00:15 Châlons-en-Champagne, vous avez mis en place, Ombeline Mausier, un dispositif pour lutter contre les violences intrafamiliales
00:20 et pour mieux les prendre en charge. On va y revenir dans un instant.
00:23 Je précise, et c'est important que vous n'êtes pas syndiquée et qu'en tant que procureure vous avez un devoir de réserve,
00:29 mais vous êtes une actrice de terrain. Les violences intrafamiliales, ça fait partie, hélas,
00:32 de votre quotidien. Vous en voyez tous les jours et c'est pour ça qu'on voulait vous entendre ce matin sur RTL.
00:38 Arrêtons-nous d'abord, si vous le voulez bien, sur ces chiffres. Je les rappelais,
00:41 147 femmes tuées par leur conjoint ou ex-conjoint en 2022. Ce sont les chiffres des associations déjà.
00:46 47 depuis le début de l'année 2023. Ça fait une tous les trois jours en moyenne.
00:51 Et pourtant, c'est un sujet dont on parle de plus en plus, tous les jours ou presque, dans les médias. L'État a mis les moyens.
00:58 Pourquoi est-ce qu'on n'y arrive pas ?
01:00 C'est un chiffre terrible. Et évidemment, quand on est procureur de la République et qu'on dirige au quotidien des enquêtes,
01:08 notre crainte à tous et à toutes, c'est d'être
01:12 face à la victime prochaine sur la liste sans s'en apercevoir.
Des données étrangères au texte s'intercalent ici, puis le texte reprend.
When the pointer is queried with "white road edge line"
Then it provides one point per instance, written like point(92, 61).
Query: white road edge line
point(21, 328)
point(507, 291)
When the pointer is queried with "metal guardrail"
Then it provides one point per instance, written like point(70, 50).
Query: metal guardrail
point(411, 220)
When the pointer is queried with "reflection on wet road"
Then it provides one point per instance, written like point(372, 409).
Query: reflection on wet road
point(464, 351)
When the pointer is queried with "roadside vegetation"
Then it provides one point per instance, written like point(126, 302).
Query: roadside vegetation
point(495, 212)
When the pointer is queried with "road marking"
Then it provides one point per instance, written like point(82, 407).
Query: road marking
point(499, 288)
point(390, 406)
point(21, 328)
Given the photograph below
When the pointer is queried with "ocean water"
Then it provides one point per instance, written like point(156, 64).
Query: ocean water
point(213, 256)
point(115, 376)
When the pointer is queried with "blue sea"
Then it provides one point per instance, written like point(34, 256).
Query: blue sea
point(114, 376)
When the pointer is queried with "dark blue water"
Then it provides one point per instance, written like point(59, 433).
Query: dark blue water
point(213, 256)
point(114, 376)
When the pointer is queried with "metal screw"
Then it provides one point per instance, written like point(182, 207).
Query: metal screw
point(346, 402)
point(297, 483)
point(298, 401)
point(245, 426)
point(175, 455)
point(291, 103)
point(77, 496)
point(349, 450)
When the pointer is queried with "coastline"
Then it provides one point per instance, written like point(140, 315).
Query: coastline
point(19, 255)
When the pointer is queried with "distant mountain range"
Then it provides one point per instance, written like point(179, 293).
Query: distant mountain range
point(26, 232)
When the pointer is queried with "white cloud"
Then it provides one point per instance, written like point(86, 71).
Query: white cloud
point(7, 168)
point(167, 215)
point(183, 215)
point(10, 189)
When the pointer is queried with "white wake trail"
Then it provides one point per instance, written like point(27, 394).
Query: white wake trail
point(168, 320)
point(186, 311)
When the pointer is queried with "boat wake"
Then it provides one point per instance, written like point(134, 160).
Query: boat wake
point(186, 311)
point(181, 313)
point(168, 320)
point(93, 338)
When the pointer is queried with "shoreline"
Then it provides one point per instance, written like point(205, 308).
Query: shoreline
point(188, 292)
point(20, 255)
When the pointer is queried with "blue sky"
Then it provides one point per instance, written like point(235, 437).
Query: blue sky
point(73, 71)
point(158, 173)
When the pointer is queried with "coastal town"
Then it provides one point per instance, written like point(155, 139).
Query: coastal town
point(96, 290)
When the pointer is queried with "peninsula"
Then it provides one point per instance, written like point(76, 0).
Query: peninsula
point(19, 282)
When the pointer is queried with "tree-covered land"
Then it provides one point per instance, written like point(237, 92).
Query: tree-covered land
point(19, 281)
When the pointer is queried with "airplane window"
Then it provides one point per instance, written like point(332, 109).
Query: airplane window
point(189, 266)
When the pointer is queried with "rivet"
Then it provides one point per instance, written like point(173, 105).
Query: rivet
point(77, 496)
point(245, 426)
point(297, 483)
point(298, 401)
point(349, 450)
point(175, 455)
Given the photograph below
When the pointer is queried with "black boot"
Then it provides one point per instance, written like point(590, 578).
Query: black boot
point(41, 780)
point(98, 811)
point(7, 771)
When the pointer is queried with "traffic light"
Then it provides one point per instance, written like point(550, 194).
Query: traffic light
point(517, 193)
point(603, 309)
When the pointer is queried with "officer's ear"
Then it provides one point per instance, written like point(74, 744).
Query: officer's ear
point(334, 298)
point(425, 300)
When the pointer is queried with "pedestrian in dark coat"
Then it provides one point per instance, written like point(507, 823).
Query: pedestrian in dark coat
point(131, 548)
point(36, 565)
01:16 Pourquoi est-ce qu'on n'y arrive pas ? D'abord parce que je pense que ce sont, d'une part, des violences systémiques, c'est-à-dire qui reflètent
01:23 finalement une structure
01:25 de la société qui est profondément ancrée, dans certains schémas encore, et qui est par conséquent très difficile à déraciner
01:32 et à décrypter. Et puis ensuite, parce que la particularité, on y reviendra si vous le voulez, mais
01:38 du féminicide, c'est que bien souvent, il survient dans la suite d'un certain nombre d'actes de violence que je vais qualifier,
01:45 ce n'est pas très satisfaisant, mais de basse intensité, c'est-à-dire que les premiers faits qui sont
01:51 constatés sont souvent déjà bien tardifs.
01:55 Sur l'échelle, entre guillemets, du passage à l'acte. On parle de continuum, souvent, de violences faites aux femmes,
02:00 ou de continuum des violences intrafamiliales.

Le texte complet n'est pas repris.